Je ressentis ce que doit éprouver l’océan, quand de gros nuages le privent de la chaleur du soleil.

— J’avais espéré que tu ferais vite ton chemin, poursuivit Mameha, mais Hatsumomo nous a mis des bâtons dans les roues.

— Oui, c’est certain !

— Au moins tu apprends à divertir les hommes comme il se doit. C’est une chance que tu aies rencontré le Baron. Je n’aurais sans doute rien trouvé pour contrer Hatsumomo dans les semaines qui viennent si…

Elle s’interrompit.

— Madame ?

— Oh, peu importe, Sayuri. Je serais vraiment bête de te faire part de mes pensées.

Cela me blessa. Mameha dut s’en apercevoir, car elle ajouta :

— Tu vis sous le même toit qu’Hatsumomo, n’est-ce pas ? Tout ce que je te dis pourrait lui revenir.

— Je ne vois pas ce que j’ai pu faire pour mériter un tel jugement de votre part, Mameha-san.
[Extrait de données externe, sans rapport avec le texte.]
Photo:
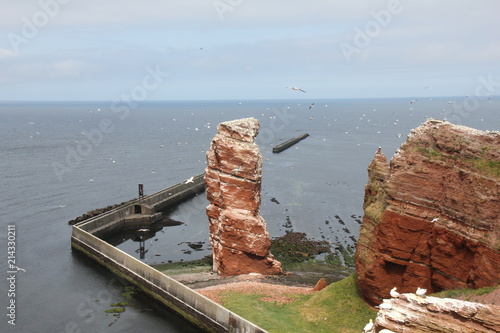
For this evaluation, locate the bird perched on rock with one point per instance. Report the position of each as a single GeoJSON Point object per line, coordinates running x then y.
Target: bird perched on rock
{"type": "Point", "coordinates": [368, 326]}
{"type": "Point", "coordinates": [394, 293]}
{"type": "Point", "coordinates": [385, 305]}
{"type": "Point", "coordinates": [420, 292]}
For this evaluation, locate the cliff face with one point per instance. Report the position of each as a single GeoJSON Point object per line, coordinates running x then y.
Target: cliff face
{"type": "Point", "coordinates": [240, 241]}
{"type": "Point", "coordinates": [412, 313]}
{"type": "Point", "coordinates": [432, 214]}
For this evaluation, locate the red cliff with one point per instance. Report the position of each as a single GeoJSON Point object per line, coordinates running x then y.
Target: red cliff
{"type": "Point", "coordinates": [240, 241]}
{"type": "Point", "coordinates": [431, 215]}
Mais quoi qu’il en soit, pardonnez-moi. Toutefois, croyez-vous réellement que j’irais tout répéter à Hatsumomo ?

— Je ne m’inquiète pas de toi. Les souris ne se font pas manger parce qu’elles réveillent le chat en venant courir sous son nez. Hatsumomo a de la ressource, tu le sais bien. Il faut juste que tu me fasses confiance, Sayuri.

— Oui, madame, répondis-je, car je ne voyais pas quoi dire d’autre.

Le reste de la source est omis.